Unfortunately, there are other forces at work. Too often, media representations of people of color have overtly, subtly, and deeply denigrated the image of potential for success. This seemingly alien potential gets transported within, as otherwise talented young people reject the idea of their own promise. This is most painfully felt in addressing the loss of potential among marginalized black males. Students in the Hunter College CUNY Black Male Initiative have spoken of the program as their safe space to be smart. In other settings, they cannot have the same conversations or envision their real dreams. In the communities they come from, the idea of having potential is swallowed up in the morass of economic, social, environmental and political challenges. Some say it is chipped away, by parents whose own aspirations have been shattered, unloving schools, or the resource starved and violent maze of real life survival.

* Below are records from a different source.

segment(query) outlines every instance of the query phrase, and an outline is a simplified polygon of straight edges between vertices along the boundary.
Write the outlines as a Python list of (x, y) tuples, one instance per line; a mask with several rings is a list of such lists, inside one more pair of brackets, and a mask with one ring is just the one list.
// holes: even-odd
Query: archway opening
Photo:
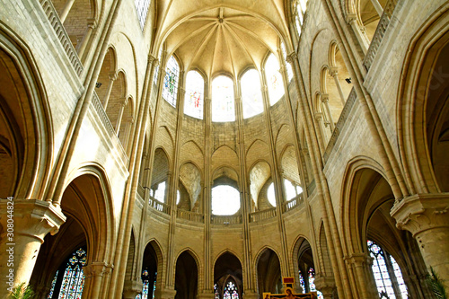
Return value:
[(174, 283), (176, 299), (196, 299), (198, 294), (198, 267), (189, 251), (182, 252), (176, 260)]

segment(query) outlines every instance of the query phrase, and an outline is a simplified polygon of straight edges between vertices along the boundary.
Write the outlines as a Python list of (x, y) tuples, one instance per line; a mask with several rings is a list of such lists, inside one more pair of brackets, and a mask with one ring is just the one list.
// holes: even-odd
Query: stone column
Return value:
[(345, 95), (343, 94), (343, 90), (341, 89), (341, 85), (339, 84), (338, 74), (339, 74), (339, 72), (337, 71), (337, 67), (335, 67), (335, 66), (330, 67), (330, 75), (334, 78), (335, 85), (337, 86), (337, 89), (339, 90), (339, 99), (341, 101), (341, 104), (343, 105), (343, 107), (345, 107), (346, 99), (345, 99)]
[(363, 34), (364, 31), (362, 31), (362, 29), (357, 24), (357, 18), (356, 13), (348, 13), (347, 16), (347, 22), (349, 25), (351, 25), (352, 31), (354, 31), (354, 34), (358, 40), (358, 44), (362, 48), (362, 52), (364, 52), (364, 54), (366, 54), (369, 48), (369, 42), (366, 41), (366, 39)]
[(333, 277), (324, 277), (317, 274), (314, 283), (316, 289), (322, 293), (324, 299), (332, 298), (332, 292), (336, 287)]
[(87, 47), (87, 44), (89, 43), (89, 40), (91, 40), (91, 36), (97, 28), (97, 22), (94, 18), (89, 18), (87, 19), (87, 28), (86, 31), (84, 33), (84, 36), (83, 37), (83, 40), (81, 40), (80, 44), (76, 47), (76, 52), (78, 53), (78, 57), (82, 58), (83, 55), (84, 54), (85, 48)]
[(144, 284), (142, 279), (138, 280), (127, 280), (123, 286), (123, 299), (136, 299), (137, 294), (142, 292)]
[(106, 267), (106, 263), (101, 261), (93, 261), (83, 267), (83, 272), (85, 276), (84, 289), (83, 291), (84, 299), (100, 298), (100, 290), (101, 289)]
[(0, 277), (5, 282), (1, 298), (10, 294), (7, 288), (28, 284), (44, 237), (57, 233), (65, 222), (60, 207), (49, 201), (0, 200)]
[(373, 259), (366, 253), (353, 253), (345, 257), (345, 261), (347, 267), (349, 268), (350, 271), (352, 270), (354, 275), (359, 298), (378, 298), (371, 269)]
[[(321, 131), (321, 136), (322, 140), (319, 143), (321, 150), (322, 153), (324, 153), (324, 149), (326, 145), (328, 144), (328, 138), (327, 134), (326, 134), (326, 128), (324, 128), (324, 121), (322, 120), (322, 113), (321, 112), (315, 112), (315, 121), (317, 122), (317, 125), (320, 127), (320, 129)], [(320, 139), (320, 138), (318, 138)], [(326, 140), (324, 140), (326, 139)], [(320, 141), (320, 140), (319, 140)]]
[(106, 90), (106, 95), (104, 96), (103, 100), (103, 109), (105, 111), (106, 109), (108, 108), (108, 102), (110, 101), (110, 92), (112, 92), (112, 86), (114, 86), (114, 81), (116, 81), (118, 77), (119, 74), (117, 74), (116, 72), (110, 73), (110, 82), (108, 84), (108, 89)]
[(334, 128), (335, 128), (335, 124), (334, 124), (334, 119), (332, 118), (332, 113), (330, 113), (330, 107), (329, 107), (329, 94), (322, 93), (321, 94), (321, 101), (322, 101), (322, 104), (324, 105), (324, 108), (326, 109), (326, 111), (328, 112), (328, 115), (329, 115), (329, 123), (330, 125), (330, 132), (333, 132)]
[(415, 194), (397, 201), (391, 215), (396, 226), (417, 240), (427, 268), (449, 288), (449, 195)]
[(121, 103), (120, 110), (119, 110), (119, 116), (117, 117), (117, 123), (115, 125), (115, 131), (117, 136), (119, 136), (119, 132), (120, 132), (121, 120), (123, 119), (123, 112), (125, 112), (125, 107), (128, 105), (128, 99), (123, 98), (123, 102)]

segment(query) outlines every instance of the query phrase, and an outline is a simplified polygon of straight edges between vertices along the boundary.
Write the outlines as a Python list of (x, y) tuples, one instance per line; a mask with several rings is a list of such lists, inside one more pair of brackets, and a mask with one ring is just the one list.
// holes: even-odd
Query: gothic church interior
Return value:
[(436, 298), (448, 21), (445, 0), (0, 0), (0, 297), (258, 299), (288, 277)]

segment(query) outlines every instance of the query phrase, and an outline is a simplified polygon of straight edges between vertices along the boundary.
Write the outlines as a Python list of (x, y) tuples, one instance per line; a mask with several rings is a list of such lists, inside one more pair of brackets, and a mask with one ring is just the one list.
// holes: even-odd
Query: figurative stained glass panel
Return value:
[(58, 299), (81, 299), (84, 287), (84, 274), (83, 267), (87, 263), (87, 255), (84, 249), (80, 248), (68, 259)]
[(176, 107), (179, 77), (180, 66), (176, 59), (172, 56), (167, 62), (167, 68), (165, 69), (163, 98), (165, 99), (165, 101), (167, 101), (173, 107)]
[(220, 75), (212, 82), (212, 121), (235, 120), (233, 84), (231, 78)]
[(218, 292), (218, 286), (216, 284), (214, 285), (214, 294), (215, 294), (215, 299), (220, 299), (220, 293)]
[(59, 273), (59, 270), (57, 270), (57, 273), (55, 274), (55, 277), (53, 278), (53, 281), (51, 282), (50, 293), (48, 293), (48, 296), (47, 297), (48, 299), (51, 299), (51, 297), (53, 296), (53, 292), (55, 291), (55, 285), (56, 285), (56, 281), (57, 278), (57, 273)]
[(299, 275), (299, 285), (303, 288), (303, 294), (305, 294), (305, 283), (304, 283), (304, 277), (303, 277), (303, 273), (301, 273), (301, 270), (298, 271)]
[(144, 286), (142, 287), (142, 299), (148, 299), (148, 285), (150, 284), (150, 277), (147, 269), (142, 271), (142, 282)]
[(309, 287), (311, 292), (316, 292), (318, 299), (324, 299), (321, 292), (318, 291), (315, 286), (315, 270), (313, 268), (309, 268)]
[[(163, 48), (161, 47), (161, 49), (159, 50), (159, 56), (157, 57), (159, 63), (161, 63), (162, 55), (163, 55)], [(157, 84), (158, 75), (159, 75), (159, 65), (157, 65), (157, 66), (154, 68), (154, 77), (153, 78), (153, 81), (154, 82), (155, 84)]]
[(379, 292), (380, 298), (395, 299), (394, 290), (392, 288), (392, 279), (388, 274), (388, 268), (385, 262), (385, 252), (383, 250), (372, 241), (367, 242), (368, 251), (373, 260), (373, 273), (374, 275), (375, 285)]
[(144, 31), (145, 22), (148, 14), (148, 8), (150, 7), (150, 0), (135, 0), (134, 4), (136, 4), (140, 29)]
[(237, 292), (237, 287), (235, 284), (232, 281), (228, 281), (224, 286), (224, 292), (223, 292), (223, 299), (239, 299), (239, 294)]
[(284, 95), (284, 84), (279, 68), (277, 58), (271, 53), (265, 64), (265, 75), (267, 77), (270, 105), (276, 104)]
[(184, 113), (203, 119), (204, 79), (197, 71), (189, 71), (186, 78)]
[(260, 89), (259, 72), (255, 69), (247, 71), (242, 76), (241, 86), (243, 119), (263, 112), (262, 91)]

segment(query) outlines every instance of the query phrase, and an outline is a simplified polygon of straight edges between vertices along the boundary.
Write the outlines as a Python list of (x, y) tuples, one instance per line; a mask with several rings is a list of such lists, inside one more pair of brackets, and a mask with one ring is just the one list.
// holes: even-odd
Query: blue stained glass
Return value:
[(51, 299), (51, 297), (53, 296), (53, 292), (55, 291), (55, 285), (56, 285), (58, 272), (59, 272), (59, 270), (57, 270), (57, 273), (55, 274), (55, 277), (51, 281), (51, 288), (50, 288), (50, 293), (48, 293), (48, 296), (47, 297), (48, 299)]
[[(80, 248), (74, 253), (67, 260), (66, 268), (64, 271), (64, 276), (62, 277), (61, 286), (58, 293), (58, 299), (77, 299), (83, 295), (83, 289), (84, 286), (84, 274), (83, 272), (83, 266), (87, 262), (86, 251)], [(57, 272), (55, 278), (52, 283), (52, 289), (48, 294), (48, 298), (51, 298), (54, 290), (54, 284), (57, 280)]]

Many of us, including Yvette Jackson, author of the Pedagogy of Confidence, believe that if you infuse students with a sense of confidence, a belief in themselves, and the notion that someone else believes in them too, they can and will do extraordinary things. These students can overcome the challenges they face in growing up and stretch towards their potential. We have seen it over and over. I saw the light shining in his eyes when a young black man was accepted into an honors program that he never envisioned for himself. He is brilliant but did not know how much, or that he belonged in a community of other brilliant people. He has now won a prestigious research grant. When you take action, and say heartfelt words—“you can do this. Let me show you how…,” miracles happen.
We all have potential far greater than most of us imagine. For some of us, the threshold of imagining is lower than for others. Our national crisis of educational performance is not about potential, it is truly a crisis of confidence.